Texto por Wallace Magri
Fotos e por André Simões da Santos

“O Começo do Fim do Mundo” foi um festival punk que aconteceu em 1982, no Sesc Pompeia, e que ficou conhecido como um dos momentos mais marcantes da cena Punk Rock no Brasil, evento no qual tocaram dezenas de banda (Cólera, Olho Seco, Ratos de Porão, Inocentes, etc.), pelo qual circularam quase 5.000 pessoas, com diversas barracas vendendo materiais das bandas, além do clima tenso, uma vez que era época de Ditadura Militar e o discurso Punk sempre foi antissistema, o que deixava a Polícia Militar com sangue nos olhos, em busca de propaganda subversiva e de carecas do subúrbio e moicanos com atitudes contra o poder instituído para sentar o porrete neles. Claro que naquele festival, que durou 2 dias, não foi diferente e o cassetete comeu solto.

Estamos em 15 de março de 2020, o Punk Rock no Brasil continua atraindo legiões de fãs e, para tornar este dia ainda mais propício para um Festival Punk, parece que realmente estávamos a 1 dia do verdadeiro Começo do Fim do Mundo, como fora prenunciado em 1982! E o responsável pelo clima tenso, desta vez, não foi a Polícia Militar – que nem na porta do evento compareceu.

A propagação rápida e letal do Coronavírus por todo o Planeta, enfim, chegava ao Brasil – convenientemente depois do Carnaval – e, junto com a Pandemia, o início dos alertas para que a população aderisse ao isolamento social, permanecendo em quarentena em suas residências, dando início à histeria coletiva, com gente amalucada começando a estocar álcool gel e papel higiênico.

Entre a preocupação com as notícias que se iniciavam àquela altura e o dever de cumprir com o compromisso assumido, de cobrir este que seria o último show na Terra por muito tempo, prevaleceu minha ética profissional e, sem pestanejar, vesti a camisa do Metal na Lata e fui para o batente.

A ORGANIZAÇÃO:

Cerveja, Punk, Hardcore e Thrash Metal, somados a ingressos a preços acessíveis: não tem receita mais acertada para fazer rolar uma festa agitada e divertida!

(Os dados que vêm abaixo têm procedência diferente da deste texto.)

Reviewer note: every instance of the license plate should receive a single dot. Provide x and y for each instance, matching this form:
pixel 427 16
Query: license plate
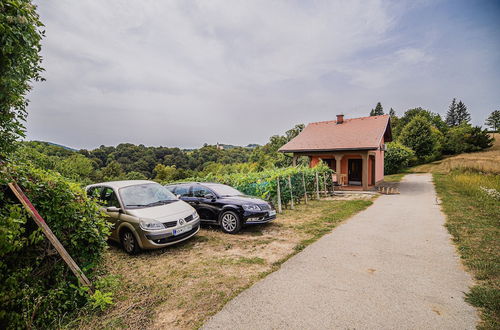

Foi justamente nessa fórmula vencedora que apostaram os organizadores do Overload, que, além do bar vendendo cerveja, barracas vendendo salgados veganos, etc., trouxe para ferver o ambiente grandes nomes da cena Thrash/Punk local, além do icônico Dirty Rotten Imbeciles, mais conhecido como DRI, para fechar a noite!

Também havia merchandising das bandas e uma tenda com CDs e vinis diversos à venda e já se iniciava o pedido para que o público colaborasse adquirindo estes materiais, porque um período difícil se aproximava para os músicos e staff, ante a decretação de prazo indeterminado para que eventos, públicos e privados, reunindo muitas pessoas, fossem terminantemente proibidos, praticamente em todo o Planeta.

O Carioca Club, como sempre digo, é a casa mais tradicional de shows de Metal/Hardcore/Punk da capital de São Paulo e, desta vez, tivemos direito a camarote, editor e fotógrafo para fazer a cobertura completa e adequada do evento. Não se trata de luxo, no nosso caso, já que, ainda que tenha muito de diversão no que fazemos, estamos lá para trabalhar e, podendo descansar um pouco, sentar no camarote para prestar mais atenção no palco, com a tarefa dividida entre escritor e fotógrafo (que observam aspectos diferentes do show), nossa missão se torna mais digna e denota reconhecimento por nosso empenho – ainda mais em situação tão adversa, como neste caso.

DESALMADO:

Lamentamos, mas apenas o nosso fotógrafo, André Simões dos Santos, chegou a tempo de cobrir o show das bandas Cerberus Attack e Manger Cadavre?, então ficamos devendo a descrição verbal dos shows, desafiando vocês a tirarem uma base do que rolou no começo da festa, pelas fotos desta matéria.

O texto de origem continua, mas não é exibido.